From Cynthia Ozick’s excellent essay “Literary Entrails” (Harper’s, April 2007), which I hope Harper’s eventually makes freely available. Ozick’s essay should be read by anyone who has any interest in the current book reviewing climate, particularly as very few of the participants have the effrontery to look inward.
When, not long ago, the New York Times Book Review asked a pool of writers to name the best novel of the last twenty-five years, the results were partly predictable and considerably muddled. Toni Morrison’s Beloved, a tale of slavery and its aftermath, won the most votes. Philip Roth, John Updike, Don DeLillo, and Cormac McCarthy were substantially represented. In an essay musing on the outcome of an exercise seemingly more quixotic than significant, A.O. Scott noted that the choices gave “a rich, if partial and unscientific picture of American literature, a kind of composite self-portrait as interesting perhaps for its blind spots and distortions as for its details.” Or call it flotsam and jetsam. You could not tell, from the novels that floated to the top, and from those bubbling vigorously below, anything more than that they were all written in varieties of the American language. You could not tell what, taken all together, they intimated in the larger sense — the tone of their time. A quarter-century encompasses a generation, and a generation does have a composite feel to it. But here nothing was composite, nothing joined these disparate writers to one another — only the catchall of the question itself, dipping like a fishing net and picking up what was closest to the surface, or had already prominently surfaced. All these novels had been abundantly reviewed — piecemeal. No reviewer had thought to set Beloved beside Philip Roth’s The Plot Against America (both are political novels historically disguised) to catch the cross-reverberations. No reviewer had thought to investigate the possibly intermarried lineage of any of these works: what, for instance, has Nick in DeLillo’s Underworld absorbed from the Nick of Fitzgerald’s The Great Gatsby? The novels that rose up to meet the Book Review‘s inquiry had never been suspect of being linked, whether horizontally or vertically. It was as if each one was a wolf-child reared beyond the commonality of a civilization; as if there was no recognizable thread of literary inheritance that could bind, say, Mark Helprin to Raymond Carver. Or if there was, no one cared to look for it. Nothing was indebted to nothing.
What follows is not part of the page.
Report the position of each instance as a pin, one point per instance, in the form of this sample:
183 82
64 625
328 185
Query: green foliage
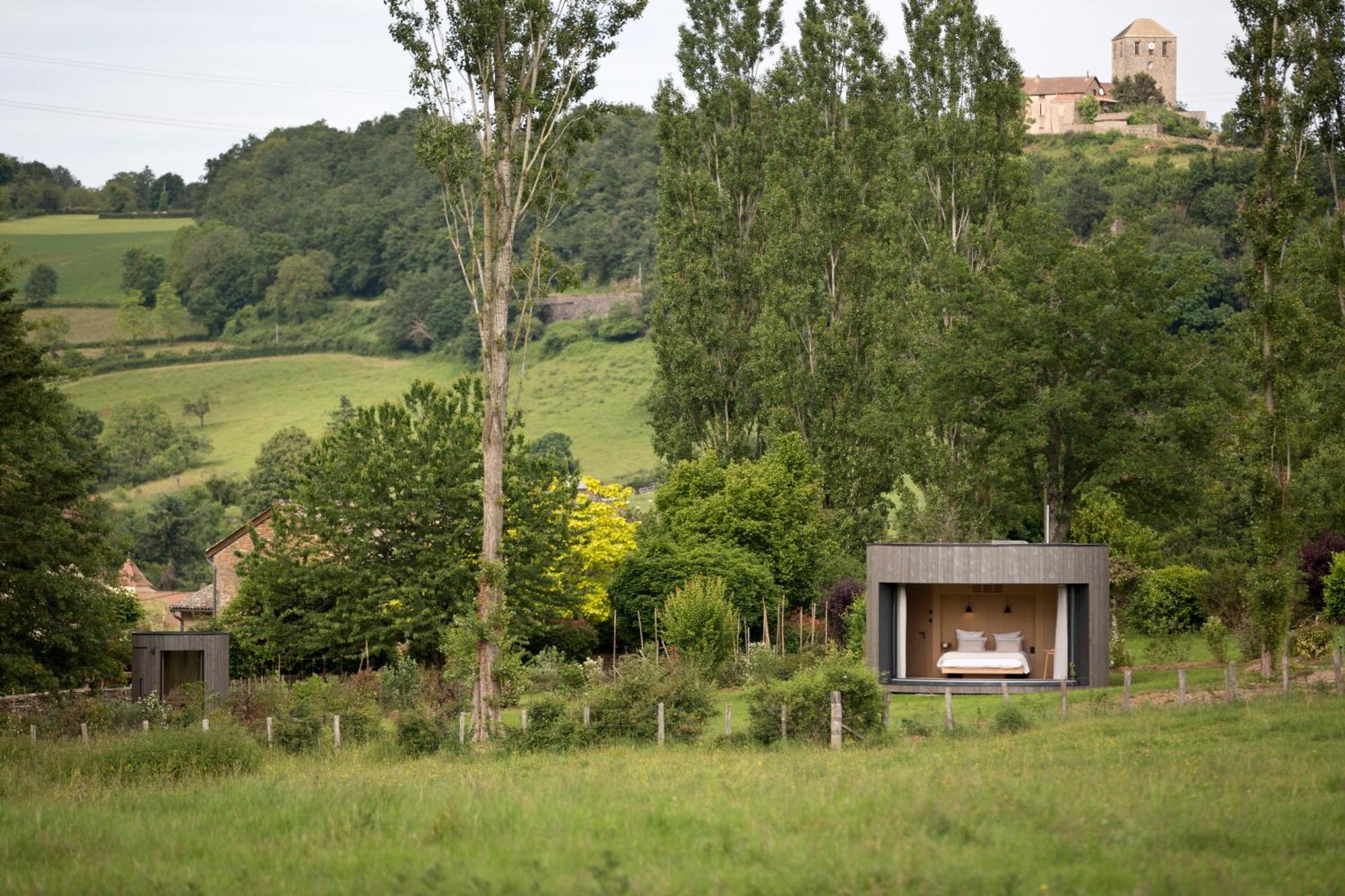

This is precisely why I think “In the Belly of the Beast” by Jack Henry Abbott belongs on a shelf next to “A Clockwork Orange.” I was thinking of blogging about that until I learned that Big Mr. Ed Champion Fancy Pants is such a Big Anthony Burgess Fancy Fan that I don’t dare write on the subject in these hallowed pages.
I enjoyed that Harper’s piece very much; thank you for writing about it. It was an idea that never occured to me, that a lack of criticism and not content could be dogging literature.
What was best about it was that, a dozen or so pages later, Siddhartha Deb provided an excellent critical overview (of Roberto Bolano). So the magazine showed us the problem and the solution.